I wonder if something is brewing in the Title IX case that helped flip Landor? Maybe Justice Gorsuch recognized that allowing damages under RLUIPA could allow the transgender athletes another way to sue coaches. My guess is that sometime after January, the majority flipped. That chronology would make sense of the timing for an end-of-June drop.
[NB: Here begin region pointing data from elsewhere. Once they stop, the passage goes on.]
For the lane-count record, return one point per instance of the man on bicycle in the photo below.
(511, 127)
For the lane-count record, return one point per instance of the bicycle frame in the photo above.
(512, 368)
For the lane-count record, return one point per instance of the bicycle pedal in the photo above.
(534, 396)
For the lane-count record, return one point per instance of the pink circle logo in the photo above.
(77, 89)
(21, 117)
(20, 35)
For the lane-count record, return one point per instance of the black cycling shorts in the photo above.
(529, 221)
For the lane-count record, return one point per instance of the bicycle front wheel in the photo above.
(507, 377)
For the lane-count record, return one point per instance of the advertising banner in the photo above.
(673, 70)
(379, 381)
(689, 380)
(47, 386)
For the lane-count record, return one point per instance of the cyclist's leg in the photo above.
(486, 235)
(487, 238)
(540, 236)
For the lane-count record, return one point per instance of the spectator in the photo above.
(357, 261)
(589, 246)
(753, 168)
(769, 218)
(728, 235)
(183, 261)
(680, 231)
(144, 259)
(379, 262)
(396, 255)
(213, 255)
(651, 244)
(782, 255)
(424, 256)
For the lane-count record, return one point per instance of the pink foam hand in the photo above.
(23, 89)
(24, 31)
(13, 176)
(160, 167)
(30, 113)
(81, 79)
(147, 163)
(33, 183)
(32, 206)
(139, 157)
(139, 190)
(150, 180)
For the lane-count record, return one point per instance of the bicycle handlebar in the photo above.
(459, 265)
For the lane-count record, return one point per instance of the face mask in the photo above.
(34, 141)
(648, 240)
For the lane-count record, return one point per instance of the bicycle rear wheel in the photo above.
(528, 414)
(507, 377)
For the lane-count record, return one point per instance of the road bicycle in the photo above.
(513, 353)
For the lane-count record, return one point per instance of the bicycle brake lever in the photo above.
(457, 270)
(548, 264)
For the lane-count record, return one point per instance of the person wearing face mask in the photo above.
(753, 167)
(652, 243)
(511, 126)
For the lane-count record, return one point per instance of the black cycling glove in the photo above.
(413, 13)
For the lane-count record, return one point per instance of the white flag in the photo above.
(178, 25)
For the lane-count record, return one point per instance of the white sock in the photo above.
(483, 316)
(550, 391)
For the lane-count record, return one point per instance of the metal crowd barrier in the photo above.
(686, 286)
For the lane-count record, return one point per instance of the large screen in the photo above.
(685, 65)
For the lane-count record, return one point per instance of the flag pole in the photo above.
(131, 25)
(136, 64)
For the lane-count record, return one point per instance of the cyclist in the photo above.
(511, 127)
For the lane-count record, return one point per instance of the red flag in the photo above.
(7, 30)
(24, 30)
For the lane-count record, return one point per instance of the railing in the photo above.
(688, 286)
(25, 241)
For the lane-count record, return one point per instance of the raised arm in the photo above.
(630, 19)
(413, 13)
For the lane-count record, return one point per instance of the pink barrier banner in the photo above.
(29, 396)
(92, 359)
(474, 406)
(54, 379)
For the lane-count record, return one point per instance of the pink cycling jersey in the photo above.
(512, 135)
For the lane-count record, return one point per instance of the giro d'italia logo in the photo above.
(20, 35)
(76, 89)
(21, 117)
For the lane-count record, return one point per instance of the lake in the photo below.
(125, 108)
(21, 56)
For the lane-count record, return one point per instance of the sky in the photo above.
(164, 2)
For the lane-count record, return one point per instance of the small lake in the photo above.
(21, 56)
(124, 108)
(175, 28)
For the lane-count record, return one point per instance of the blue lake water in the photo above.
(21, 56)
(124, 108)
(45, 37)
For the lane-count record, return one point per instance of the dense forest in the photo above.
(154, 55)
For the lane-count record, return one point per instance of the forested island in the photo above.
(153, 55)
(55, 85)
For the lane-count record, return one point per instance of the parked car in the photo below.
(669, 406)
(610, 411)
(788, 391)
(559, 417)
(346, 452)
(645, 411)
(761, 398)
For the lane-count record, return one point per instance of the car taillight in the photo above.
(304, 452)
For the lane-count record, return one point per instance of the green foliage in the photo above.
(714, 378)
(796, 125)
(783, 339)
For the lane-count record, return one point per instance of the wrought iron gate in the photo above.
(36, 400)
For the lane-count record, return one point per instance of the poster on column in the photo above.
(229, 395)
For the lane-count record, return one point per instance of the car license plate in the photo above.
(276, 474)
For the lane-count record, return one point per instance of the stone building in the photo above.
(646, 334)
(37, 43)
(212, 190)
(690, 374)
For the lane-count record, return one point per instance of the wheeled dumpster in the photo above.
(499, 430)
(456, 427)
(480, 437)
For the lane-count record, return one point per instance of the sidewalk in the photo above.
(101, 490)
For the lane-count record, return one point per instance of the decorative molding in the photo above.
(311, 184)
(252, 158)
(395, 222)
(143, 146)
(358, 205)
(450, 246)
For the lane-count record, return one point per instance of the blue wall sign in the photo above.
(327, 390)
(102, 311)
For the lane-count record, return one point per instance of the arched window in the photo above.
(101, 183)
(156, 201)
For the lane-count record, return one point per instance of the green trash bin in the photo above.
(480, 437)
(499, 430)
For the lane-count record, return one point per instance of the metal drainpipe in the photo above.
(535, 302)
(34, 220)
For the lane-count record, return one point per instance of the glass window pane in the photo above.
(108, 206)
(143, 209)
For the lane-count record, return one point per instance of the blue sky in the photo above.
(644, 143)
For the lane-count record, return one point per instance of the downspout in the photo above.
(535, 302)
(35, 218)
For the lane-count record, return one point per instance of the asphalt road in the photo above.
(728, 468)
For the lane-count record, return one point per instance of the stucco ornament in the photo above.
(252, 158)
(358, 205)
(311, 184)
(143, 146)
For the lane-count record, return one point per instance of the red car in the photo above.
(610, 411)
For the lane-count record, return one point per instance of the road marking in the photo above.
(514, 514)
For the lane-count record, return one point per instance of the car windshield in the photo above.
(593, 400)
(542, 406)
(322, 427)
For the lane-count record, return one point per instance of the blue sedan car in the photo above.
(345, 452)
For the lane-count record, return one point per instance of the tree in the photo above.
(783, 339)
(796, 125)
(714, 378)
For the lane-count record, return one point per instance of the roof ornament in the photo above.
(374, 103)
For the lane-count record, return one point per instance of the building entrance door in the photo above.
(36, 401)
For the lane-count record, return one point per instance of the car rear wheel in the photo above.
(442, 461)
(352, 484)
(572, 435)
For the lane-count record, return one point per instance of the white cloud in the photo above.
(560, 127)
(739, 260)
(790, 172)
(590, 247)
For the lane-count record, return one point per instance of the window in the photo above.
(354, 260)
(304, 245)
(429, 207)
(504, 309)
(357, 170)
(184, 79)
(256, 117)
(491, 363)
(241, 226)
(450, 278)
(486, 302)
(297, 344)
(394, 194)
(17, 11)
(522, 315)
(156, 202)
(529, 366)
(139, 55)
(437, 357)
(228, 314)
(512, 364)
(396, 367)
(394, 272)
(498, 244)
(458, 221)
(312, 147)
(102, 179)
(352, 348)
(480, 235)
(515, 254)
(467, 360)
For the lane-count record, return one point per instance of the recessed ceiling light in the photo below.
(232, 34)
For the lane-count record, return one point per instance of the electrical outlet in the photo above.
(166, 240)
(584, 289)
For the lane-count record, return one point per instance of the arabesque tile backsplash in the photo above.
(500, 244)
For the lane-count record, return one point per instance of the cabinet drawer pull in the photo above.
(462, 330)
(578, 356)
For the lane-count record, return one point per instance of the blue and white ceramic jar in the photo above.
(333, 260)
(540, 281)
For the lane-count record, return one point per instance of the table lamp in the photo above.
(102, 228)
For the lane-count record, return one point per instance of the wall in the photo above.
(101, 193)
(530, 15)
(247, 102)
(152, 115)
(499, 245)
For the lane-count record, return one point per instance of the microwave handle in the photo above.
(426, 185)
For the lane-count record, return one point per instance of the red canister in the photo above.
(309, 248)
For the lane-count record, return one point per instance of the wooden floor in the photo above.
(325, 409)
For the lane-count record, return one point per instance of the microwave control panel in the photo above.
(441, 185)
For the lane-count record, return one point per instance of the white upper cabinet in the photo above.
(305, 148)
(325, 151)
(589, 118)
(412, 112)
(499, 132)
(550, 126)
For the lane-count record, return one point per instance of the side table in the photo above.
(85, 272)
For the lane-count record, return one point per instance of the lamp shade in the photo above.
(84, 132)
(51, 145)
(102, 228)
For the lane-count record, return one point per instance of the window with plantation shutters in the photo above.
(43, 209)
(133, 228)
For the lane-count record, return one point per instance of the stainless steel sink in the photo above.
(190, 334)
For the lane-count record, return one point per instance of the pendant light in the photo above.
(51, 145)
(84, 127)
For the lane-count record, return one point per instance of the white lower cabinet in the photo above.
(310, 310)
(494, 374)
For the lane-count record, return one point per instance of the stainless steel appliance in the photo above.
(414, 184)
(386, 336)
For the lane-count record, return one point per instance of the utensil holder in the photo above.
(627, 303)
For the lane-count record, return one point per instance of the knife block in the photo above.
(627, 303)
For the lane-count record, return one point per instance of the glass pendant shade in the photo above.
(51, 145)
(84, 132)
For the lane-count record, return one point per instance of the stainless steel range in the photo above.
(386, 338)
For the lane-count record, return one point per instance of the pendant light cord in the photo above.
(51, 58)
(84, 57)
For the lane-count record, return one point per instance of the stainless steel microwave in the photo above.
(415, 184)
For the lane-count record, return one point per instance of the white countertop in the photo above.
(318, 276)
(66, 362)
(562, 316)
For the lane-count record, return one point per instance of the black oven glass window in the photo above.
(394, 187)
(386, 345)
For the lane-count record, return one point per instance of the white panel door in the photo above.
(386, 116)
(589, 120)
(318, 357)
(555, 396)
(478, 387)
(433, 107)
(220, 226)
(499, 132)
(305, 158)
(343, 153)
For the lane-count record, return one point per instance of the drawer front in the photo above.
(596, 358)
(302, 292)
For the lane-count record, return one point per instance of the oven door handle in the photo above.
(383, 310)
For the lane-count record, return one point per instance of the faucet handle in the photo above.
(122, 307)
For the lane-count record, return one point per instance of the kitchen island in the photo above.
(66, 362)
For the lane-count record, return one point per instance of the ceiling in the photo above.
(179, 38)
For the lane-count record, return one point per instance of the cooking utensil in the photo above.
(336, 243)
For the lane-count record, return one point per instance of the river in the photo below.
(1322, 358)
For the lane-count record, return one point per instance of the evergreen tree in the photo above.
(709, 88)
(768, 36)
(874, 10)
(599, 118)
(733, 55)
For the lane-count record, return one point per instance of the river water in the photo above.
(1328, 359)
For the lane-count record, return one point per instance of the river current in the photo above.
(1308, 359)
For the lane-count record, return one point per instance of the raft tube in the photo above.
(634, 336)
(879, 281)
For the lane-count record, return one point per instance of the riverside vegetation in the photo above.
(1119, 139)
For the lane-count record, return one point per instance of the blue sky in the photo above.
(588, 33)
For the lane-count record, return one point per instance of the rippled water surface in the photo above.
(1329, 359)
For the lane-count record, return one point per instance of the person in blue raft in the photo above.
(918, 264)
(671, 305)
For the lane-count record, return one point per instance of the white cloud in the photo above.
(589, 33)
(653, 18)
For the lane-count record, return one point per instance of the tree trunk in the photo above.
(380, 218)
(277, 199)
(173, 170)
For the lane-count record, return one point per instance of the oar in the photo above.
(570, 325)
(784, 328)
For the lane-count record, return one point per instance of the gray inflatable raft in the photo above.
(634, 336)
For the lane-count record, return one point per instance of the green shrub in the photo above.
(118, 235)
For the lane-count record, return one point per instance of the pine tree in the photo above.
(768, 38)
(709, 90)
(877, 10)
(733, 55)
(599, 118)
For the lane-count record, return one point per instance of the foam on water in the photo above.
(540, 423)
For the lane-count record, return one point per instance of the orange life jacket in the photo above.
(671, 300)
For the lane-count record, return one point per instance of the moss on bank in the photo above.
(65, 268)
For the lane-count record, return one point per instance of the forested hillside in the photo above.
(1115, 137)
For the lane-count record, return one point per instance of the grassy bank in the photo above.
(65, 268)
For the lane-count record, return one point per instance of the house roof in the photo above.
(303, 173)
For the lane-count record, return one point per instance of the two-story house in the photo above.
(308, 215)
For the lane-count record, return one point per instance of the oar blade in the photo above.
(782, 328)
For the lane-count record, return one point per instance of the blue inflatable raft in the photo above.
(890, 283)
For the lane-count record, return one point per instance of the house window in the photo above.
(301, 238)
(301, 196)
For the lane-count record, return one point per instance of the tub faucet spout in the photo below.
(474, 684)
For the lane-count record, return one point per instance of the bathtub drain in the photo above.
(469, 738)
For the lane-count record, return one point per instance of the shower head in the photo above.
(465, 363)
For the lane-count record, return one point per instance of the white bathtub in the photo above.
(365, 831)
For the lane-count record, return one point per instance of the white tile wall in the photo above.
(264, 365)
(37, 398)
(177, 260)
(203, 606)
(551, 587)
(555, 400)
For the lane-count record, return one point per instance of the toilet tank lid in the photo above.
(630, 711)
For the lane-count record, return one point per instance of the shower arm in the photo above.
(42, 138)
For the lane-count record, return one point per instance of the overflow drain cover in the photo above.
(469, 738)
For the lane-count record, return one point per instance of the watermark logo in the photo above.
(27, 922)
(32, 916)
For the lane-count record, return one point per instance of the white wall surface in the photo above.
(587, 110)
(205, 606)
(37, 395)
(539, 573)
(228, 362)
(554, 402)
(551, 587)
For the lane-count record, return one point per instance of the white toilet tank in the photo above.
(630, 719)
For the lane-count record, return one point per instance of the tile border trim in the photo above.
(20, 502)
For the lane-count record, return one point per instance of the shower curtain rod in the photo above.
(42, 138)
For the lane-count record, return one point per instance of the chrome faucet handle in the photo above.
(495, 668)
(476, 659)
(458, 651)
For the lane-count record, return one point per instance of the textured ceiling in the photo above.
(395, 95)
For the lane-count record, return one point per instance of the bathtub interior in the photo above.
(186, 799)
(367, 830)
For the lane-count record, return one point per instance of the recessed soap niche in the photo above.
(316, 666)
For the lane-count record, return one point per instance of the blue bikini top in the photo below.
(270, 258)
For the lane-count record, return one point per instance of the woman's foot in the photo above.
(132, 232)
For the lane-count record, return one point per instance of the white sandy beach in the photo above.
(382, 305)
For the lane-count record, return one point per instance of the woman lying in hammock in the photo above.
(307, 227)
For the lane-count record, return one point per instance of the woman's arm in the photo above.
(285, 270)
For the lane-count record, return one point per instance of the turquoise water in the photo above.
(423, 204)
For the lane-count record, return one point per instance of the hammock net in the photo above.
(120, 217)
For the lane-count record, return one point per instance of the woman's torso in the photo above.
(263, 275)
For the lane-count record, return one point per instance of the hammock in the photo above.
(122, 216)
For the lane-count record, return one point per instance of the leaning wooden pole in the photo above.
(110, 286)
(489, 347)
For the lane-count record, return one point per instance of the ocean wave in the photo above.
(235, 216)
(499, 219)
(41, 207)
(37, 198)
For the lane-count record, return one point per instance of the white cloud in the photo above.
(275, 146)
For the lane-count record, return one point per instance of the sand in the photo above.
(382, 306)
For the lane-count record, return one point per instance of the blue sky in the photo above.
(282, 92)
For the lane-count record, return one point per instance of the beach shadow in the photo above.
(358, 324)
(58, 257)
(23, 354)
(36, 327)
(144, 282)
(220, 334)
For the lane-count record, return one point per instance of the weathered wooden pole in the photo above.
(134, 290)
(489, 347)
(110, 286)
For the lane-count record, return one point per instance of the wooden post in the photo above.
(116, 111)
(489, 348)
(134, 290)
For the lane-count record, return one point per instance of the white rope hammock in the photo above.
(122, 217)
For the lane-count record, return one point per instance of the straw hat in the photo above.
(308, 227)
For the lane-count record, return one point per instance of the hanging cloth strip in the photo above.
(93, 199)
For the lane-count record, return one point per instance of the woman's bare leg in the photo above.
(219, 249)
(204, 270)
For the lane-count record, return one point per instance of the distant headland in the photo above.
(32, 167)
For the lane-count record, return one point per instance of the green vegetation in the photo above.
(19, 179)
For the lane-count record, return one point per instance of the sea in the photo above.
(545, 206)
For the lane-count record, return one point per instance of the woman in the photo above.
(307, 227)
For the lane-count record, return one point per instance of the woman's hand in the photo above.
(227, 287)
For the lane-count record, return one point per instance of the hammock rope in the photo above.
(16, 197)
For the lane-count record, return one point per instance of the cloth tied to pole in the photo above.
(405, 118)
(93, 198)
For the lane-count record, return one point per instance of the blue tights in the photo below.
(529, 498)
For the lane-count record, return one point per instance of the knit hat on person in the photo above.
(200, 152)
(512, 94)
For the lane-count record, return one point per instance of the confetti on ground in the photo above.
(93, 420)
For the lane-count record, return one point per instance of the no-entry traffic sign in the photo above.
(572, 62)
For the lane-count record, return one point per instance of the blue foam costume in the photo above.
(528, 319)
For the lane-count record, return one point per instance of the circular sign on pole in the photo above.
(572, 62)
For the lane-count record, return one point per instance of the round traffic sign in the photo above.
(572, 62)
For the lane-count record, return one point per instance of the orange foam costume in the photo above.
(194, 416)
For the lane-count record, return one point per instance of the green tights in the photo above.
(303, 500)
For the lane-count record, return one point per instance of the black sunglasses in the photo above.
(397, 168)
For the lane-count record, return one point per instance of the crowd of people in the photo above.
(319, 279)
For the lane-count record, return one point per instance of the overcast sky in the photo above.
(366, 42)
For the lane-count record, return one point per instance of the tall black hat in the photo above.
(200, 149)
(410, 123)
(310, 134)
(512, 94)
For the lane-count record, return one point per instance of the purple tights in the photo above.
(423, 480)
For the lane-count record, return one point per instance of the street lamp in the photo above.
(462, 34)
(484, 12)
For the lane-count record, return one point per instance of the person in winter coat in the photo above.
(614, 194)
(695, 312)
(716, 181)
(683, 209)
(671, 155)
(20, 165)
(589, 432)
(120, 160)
Fifth, I can see how Gorsuch persuaded several of his colleagues to jump ship based on the merits. One of the most consistent projects of the Roberts Court is to constrain causes of action. Just this term, the Court clawed back on causes of action in Exxon and Saba, plus there is a Bivens case on the docket for next term. Viewed in that context, Landor makes sense: Congress should make explicit to prison officials that they are subject to monetary damages. Moreover, for the first time since NFIB, the Court has imposed limits on Congress’s spending power and the Necessary and Proper Clause. Last week in Hemani, Justice Thomas wrote that “It has now been 26 years since a party has received relief in this Court based on a Commerce Clause challenge.” Yet only a few days later, a party has received relief based on the Spending Clause and the Necessary and Proper Clause. I can see how Justices Barrett and Kavanaugh could find this enterprise worth pursuing. Why did the Chief jump ship? Maybe he is still feeling some pangs of regret about NFIB. (I am still not over the case). Justice Jackson jabs the Chief hard on this point:

Taking this wisdom to heart, the Court usually exhibits a well-founded “reticence to invalidate the acts of the Nation’s elected leaders.” National Federation of Independent Business v. Sebelius, 567 U. S. 519, 537–538 (2012) (opinion of ROBERTS, C. J.). In my view, an ill-formed analogy to contract law is a regrettable basis on which to turn reticence into enthusiasm.

I will have a lot more to say about Landor. This might be the most important enumerated powers case since NFIB.